Nanoscale Inhomogeneities and Thermodynamics of Unfilled Polymer Gels

Abstract

The description of the structure of swollen polymer networks and its relationship with mechanical and thermodynamic properties has been an unresolved problem for a long time. In spite of a number of theoretical approaches, no simple formalism has been found that captures the structural variety of real gels. Here we report a new approach to describe inhomogeneities in the nanometer size range that develop in the course of the cross‐linking process, and their relationship with the macroscopic elastic properties. Experimental data from small angle neutron scattering (SANS), osmotic swelling pressure, and elastic modulus measurements were obtained on polyfluorosilicone (PFSi) gels prepared by different cross‐linking processes from precursor chains of monomodal and bimodal distributions.

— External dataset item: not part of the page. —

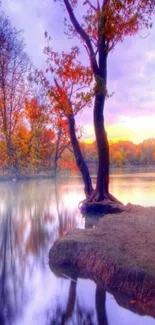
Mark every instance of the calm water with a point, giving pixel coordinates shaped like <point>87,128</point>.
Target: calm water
<point>33,214</point>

The neutron scattering response of these gels reveals two types of concentration fluctuations, namely, those originating from nanoscale frozen‐in constraints generated by the cross‐links and the time‐dependent thermodynamic fluctuations associated with the osmotic properties of the network chains. The amplitude of the frozen‐in concentration fluctuations deduced from small angle neutron scattering measurements is found to be proportional to the ratio of the macroscopic elastic shear modulus to the osmotic compression modulus. The thermodynamic concentration fluctuations are in agreement with the results of dynamic light scattering and macroscopic osmotic pressure measurements. The present approach describes the effect of the nanoscale features on the macroscopic properties of the gel. Dedicated to Professor John L. Stanford on the occasion of his 60th birthday.